Beware of a Holy Whore is influenced by Fassbinder's own experiences with his previous film Whity, a spaghetti western which never went on general release. In turn, this was an inspiration behind Olivier Asseyas's Irma Vep (1996), and it's interesting to note the appearance of the French actor Eddie Constantine is this, in which he plays himself and his appearance as Lemmy Caution in Godard's Alphaville is also mentioned.
As one of Fassbinder's preoccupations is unhappy families – and by extension the vast majority of social relationships in his cinema are unhappy (that's the way of the world as he sees it) – then here we have a film about the horrors of making a film (in a sea resort in Spain in this case). The main characters in Beware of a Holy Whore (apart from Constantine) are the director of the film within a film Jeff (Lou Castel), actors Ricky (Marquard Bohm) and Hanna (Hanna Schygulla), and the producer Sascha (Fassbinder himself).

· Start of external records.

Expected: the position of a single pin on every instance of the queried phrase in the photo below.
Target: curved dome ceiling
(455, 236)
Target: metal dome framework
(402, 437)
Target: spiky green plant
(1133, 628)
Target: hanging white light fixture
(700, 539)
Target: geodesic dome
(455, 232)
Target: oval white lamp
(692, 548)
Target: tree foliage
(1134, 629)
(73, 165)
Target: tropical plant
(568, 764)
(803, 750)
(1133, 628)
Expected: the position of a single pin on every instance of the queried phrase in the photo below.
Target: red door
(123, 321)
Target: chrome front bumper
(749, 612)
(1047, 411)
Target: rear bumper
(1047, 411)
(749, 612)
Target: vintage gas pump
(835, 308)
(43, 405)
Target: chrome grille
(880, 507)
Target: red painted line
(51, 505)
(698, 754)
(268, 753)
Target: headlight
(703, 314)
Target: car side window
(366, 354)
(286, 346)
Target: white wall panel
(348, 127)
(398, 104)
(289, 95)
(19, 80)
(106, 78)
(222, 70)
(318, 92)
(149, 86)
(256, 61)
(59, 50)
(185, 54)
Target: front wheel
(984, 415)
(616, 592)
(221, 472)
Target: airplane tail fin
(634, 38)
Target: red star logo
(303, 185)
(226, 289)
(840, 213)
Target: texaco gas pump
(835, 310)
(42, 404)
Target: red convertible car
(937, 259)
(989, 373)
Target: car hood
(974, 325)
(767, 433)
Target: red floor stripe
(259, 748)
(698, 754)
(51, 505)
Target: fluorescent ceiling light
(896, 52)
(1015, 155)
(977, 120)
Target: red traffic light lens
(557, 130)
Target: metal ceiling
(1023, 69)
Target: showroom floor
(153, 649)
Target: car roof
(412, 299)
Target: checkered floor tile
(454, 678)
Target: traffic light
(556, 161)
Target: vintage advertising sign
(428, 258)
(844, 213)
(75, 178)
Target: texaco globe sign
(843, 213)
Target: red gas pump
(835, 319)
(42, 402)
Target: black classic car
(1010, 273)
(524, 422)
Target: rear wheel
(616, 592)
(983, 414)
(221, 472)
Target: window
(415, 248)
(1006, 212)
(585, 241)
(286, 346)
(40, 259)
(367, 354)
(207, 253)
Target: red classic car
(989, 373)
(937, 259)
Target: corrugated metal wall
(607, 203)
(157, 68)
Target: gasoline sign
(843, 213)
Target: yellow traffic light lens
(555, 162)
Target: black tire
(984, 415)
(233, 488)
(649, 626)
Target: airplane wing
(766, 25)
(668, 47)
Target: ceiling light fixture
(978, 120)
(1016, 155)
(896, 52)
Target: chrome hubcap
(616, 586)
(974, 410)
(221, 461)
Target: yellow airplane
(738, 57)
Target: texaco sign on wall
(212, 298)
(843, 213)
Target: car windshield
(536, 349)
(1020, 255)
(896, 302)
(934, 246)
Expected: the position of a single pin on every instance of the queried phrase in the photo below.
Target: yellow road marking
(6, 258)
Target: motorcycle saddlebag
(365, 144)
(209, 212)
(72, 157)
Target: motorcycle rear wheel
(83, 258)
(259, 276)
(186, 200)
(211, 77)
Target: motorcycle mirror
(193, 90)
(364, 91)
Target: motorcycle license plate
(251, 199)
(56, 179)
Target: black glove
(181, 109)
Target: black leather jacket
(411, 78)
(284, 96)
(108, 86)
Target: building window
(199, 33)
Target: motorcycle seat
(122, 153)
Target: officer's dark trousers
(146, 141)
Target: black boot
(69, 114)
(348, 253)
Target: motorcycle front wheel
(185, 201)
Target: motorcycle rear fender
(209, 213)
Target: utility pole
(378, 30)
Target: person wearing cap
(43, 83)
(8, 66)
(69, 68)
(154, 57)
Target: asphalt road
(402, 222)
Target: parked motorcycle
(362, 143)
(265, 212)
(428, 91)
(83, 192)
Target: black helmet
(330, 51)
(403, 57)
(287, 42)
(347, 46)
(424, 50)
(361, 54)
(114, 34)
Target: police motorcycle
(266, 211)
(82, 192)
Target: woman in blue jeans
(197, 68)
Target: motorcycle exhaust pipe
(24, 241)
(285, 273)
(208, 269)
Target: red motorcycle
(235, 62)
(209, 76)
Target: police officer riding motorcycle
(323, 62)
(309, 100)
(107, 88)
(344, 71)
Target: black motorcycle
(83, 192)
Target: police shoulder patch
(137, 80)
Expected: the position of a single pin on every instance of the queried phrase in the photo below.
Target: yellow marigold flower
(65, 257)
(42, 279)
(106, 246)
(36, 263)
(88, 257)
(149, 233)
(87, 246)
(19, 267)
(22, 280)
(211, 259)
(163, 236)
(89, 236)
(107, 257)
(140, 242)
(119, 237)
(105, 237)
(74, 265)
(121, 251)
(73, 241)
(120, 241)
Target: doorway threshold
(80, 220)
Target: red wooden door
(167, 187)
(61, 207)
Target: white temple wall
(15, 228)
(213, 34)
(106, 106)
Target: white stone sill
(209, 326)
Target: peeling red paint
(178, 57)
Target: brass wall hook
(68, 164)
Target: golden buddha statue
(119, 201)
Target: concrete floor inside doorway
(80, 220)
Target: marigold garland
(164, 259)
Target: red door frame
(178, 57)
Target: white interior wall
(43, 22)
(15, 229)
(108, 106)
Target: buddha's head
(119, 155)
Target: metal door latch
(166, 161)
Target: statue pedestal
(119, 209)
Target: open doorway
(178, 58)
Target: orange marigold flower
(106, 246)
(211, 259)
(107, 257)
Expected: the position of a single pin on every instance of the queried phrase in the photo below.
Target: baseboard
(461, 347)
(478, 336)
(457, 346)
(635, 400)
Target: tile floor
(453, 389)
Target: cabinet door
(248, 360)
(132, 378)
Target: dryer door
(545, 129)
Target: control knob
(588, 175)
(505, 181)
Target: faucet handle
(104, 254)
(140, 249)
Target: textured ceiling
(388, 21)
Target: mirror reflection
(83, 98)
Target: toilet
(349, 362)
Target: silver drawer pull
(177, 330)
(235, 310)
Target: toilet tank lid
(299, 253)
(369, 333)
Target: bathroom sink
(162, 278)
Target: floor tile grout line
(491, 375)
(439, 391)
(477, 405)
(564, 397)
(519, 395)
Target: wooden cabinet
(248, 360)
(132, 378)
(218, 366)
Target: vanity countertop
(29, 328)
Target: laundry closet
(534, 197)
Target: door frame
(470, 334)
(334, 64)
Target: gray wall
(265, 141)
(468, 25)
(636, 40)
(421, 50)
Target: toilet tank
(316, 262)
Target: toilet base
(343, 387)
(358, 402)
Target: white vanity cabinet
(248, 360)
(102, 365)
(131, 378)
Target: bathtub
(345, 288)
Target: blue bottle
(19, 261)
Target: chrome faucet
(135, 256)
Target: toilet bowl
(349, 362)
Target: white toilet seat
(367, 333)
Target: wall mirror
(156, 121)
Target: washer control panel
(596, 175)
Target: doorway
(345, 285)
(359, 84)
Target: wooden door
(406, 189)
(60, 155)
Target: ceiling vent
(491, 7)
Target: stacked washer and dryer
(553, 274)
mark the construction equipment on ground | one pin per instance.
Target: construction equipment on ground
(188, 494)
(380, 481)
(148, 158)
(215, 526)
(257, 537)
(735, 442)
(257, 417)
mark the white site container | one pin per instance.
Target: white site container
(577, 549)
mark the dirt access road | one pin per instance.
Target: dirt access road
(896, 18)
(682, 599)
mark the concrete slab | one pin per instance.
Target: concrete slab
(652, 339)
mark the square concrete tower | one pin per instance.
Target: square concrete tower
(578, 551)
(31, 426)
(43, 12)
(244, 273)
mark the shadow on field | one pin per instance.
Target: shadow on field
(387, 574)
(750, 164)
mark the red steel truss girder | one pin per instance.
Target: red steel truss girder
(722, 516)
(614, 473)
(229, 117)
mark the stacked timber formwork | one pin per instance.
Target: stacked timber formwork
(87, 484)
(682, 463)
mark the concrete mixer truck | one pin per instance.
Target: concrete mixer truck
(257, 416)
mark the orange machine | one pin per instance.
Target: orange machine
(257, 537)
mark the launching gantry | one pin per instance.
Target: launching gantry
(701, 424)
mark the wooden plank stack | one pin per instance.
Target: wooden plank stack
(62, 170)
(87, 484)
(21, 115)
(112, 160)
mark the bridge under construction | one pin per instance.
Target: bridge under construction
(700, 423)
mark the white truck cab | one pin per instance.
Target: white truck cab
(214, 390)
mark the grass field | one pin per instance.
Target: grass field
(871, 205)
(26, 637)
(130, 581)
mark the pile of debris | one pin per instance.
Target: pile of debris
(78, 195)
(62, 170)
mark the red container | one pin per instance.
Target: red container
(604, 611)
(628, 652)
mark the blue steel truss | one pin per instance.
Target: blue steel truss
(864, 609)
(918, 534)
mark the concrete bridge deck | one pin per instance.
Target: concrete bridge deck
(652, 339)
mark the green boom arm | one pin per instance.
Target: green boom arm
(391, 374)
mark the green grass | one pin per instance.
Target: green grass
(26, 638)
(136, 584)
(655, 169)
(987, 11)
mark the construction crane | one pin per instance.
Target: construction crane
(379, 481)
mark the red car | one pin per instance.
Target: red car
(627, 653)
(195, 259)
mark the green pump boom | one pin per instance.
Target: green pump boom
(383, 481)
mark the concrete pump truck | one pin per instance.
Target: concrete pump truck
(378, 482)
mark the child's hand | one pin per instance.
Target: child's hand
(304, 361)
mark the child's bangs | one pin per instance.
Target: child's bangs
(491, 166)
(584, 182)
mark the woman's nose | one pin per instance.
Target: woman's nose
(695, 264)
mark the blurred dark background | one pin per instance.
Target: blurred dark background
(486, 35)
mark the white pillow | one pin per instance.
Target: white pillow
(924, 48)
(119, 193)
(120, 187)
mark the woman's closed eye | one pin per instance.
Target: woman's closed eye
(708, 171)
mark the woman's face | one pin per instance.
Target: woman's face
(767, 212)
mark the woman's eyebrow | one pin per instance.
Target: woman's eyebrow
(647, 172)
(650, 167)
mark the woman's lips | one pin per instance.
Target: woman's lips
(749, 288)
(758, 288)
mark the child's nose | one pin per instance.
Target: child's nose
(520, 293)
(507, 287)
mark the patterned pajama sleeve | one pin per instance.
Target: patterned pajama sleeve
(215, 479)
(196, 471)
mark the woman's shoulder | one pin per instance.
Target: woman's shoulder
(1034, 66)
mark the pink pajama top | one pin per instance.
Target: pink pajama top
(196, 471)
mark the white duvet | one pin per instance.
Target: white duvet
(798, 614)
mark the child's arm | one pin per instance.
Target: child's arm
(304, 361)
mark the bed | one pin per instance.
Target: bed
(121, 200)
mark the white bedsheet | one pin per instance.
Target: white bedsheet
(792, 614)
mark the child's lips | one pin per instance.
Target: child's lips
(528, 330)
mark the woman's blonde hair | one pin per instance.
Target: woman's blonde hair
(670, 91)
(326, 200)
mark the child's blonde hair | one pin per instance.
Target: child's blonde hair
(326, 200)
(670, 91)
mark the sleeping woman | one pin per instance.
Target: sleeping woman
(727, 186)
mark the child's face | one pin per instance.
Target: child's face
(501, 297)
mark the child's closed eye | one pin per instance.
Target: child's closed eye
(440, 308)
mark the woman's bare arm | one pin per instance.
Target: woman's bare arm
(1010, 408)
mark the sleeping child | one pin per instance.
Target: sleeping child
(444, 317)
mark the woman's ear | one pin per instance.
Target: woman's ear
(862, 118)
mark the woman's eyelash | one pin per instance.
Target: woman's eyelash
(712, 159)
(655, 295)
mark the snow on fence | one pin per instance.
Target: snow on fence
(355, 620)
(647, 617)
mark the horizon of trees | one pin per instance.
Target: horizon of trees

Egos collide; many cuba libres are drunk and glasses thrown about the bar and hotel lobby; money doesn't arrive; the director, producer and other members of the film crew yell at each other; people (hetero- but mainly homosexual) kiss, have sex or simply lust after each other; there's a lot of Leonard Cohen music; and everyone is thoroughly pissed off.
There's a final amusing quotation, from Thomas Mann: 'And I say to you that I am weary to death of depicting humanity without partaking of humanity'.